Kaling felt she took a risk in writing “Late Night” exclusively for Emma Thompson, in that no one but the British star could have done the role as it was written — especially for a woman Thompson’s age. Meyers said she found that process beneficial.

“I wrote a movie for Jack Nicholson, and I’d never met the man. I had only him in mind,” Meyers said of the acclaimed 2003 film “Something’s Gotta Give.”

“I think it’s great. It gives you a voice in your head, you’re not so alone,” Meyers said. Kaling volleyed back, asking if she had written the 2015 film “The Intern” specifically for Robert De Niro.

“No, I didn’t. It came to me late, after I saw ‘Silver Linings Playbook’ … I saw something in that movie that was a different color than all these comedies he does,” said Meyers.

Studio marketing can be tough.

Kaling praised Amazon for its “shared vision” for “Late Night,” which was shot in only 25 days and made on the cheap (it sold for top dollar, some $13 million out of Sundance). Both the filmmakers and Amazon agreed it needed to look and feel like a lush studio effort, especially in its marketing rollout. Meyers has had a different experience in her years.

“If there’s substance they call it a dramedy, which I find confusing,” Meyers said to a laugh from the crowd.

“I have found … a repetitive situation that if there’s a scene where someone is not being particularly funny, I have to beg for those moments. Can you just show that there’s more to the movie? I just think it makes people remember them and come back and tell their friends about [them]. They tend to show only the broadest comedy, just to make sure everyone knows it’s comedy — because then men will come.”
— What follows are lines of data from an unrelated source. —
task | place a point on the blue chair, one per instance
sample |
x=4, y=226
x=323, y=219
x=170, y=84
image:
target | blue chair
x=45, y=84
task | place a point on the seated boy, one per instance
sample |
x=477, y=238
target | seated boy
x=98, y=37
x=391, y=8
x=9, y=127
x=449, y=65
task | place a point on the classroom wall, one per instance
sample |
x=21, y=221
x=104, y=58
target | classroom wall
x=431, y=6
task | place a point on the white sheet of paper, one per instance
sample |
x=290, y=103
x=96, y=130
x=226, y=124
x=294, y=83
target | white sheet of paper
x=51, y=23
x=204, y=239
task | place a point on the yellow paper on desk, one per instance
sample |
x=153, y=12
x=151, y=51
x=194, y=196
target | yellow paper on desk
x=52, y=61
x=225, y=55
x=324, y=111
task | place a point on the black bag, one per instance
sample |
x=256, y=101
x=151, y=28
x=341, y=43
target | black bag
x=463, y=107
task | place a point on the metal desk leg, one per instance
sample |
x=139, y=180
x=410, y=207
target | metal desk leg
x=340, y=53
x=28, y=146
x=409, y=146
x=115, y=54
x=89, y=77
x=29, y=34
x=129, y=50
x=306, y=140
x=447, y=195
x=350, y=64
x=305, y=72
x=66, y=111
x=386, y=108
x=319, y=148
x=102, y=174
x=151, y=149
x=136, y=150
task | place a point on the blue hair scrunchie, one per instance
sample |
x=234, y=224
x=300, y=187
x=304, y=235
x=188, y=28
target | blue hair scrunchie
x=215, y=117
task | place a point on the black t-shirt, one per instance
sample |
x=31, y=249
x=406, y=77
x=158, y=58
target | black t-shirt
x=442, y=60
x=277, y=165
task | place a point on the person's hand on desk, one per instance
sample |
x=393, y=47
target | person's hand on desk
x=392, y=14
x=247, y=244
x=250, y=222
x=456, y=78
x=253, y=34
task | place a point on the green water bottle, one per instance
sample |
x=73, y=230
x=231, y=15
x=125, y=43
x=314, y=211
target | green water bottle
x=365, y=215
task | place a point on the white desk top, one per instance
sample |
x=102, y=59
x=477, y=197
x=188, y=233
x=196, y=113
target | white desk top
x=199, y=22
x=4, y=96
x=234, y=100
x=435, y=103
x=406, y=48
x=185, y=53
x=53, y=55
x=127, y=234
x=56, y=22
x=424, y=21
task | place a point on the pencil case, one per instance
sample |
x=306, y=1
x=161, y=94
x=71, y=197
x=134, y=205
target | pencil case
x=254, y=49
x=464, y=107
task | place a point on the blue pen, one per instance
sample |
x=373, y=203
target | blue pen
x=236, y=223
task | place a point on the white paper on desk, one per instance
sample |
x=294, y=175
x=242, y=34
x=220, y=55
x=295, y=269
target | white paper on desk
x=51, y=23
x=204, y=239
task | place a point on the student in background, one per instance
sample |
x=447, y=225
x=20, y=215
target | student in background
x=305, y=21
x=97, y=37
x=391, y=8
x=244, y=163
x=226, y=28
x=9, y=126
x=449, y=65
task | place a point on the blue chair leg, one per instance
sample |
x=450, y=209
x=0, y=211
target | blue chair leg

Meyers has made many a film about the emotional, sexual and familial lives of women, and finds that content where a leading woman “is crying? Or in a fight with someone? I have to beg for those moments.”

Budgets can come with tears.

Meyers asserted that 10 years ago, a studio like Warner Bros. would have made “Late Night” with a sizable budget, as opposed to its indie route and eventual sale to Amazon this year. The “It’s Complicated” director shared that she broke down in tears on the set of “The Intern” over financing.

“I was very unused to the budget. I wasn’t crying because of that, I was crying because it was hard. I was given half of what I was used to, and it was hard for me,” said Meyers. Limited resources, however, can lead to creativity.

When producing her daughter Hallie Meyers-Shyer’s film “Home Again,” distributed by the defunct Open Road, Meyers said an opening scene where a younger version of star Reese Witherspoon was to romp around a wild 70s Hollywood party was cut from the shot list off the bat.

“We wanted 100 people, and they said ‘No scene in this movie is going to have 100 people in it,'” Meyers recalled. Instead they chose to establish backstory through a series of still photos in a scrapbook, “and Hallie wrote a great narration [for it].”

Other odds and ends:

Kaling hates reality TV, but loves true crime and murder shows. Meyers has seen exactly two superhero movies: Sam Raimi’s “Spider-Man” and Patty Jenkins’ “Wonder Woman.” Meryl Streep could not travel to the West Coast to shoot Santa Barbara-set “It’s Complicated,” it was filmed in the dead of winter in Brooklyn. Kaling is open to making a horror movie after seeing Joran Peele’s vision for “Get Out” and “Us.” Meyers’ most meaningful fan interaction was on vacation in Martha’s Vineyard, when a woman pulled up a bar stool and asked, “How did you know my life?” Kaling’s funniest on-set experience, she said, was season two of “The Office” when Steve Carell dressed as Santa Claus, and a larger coworker sat on his knee as Carell pretended it wasn’t painful. They are both in love with “Fleabag.”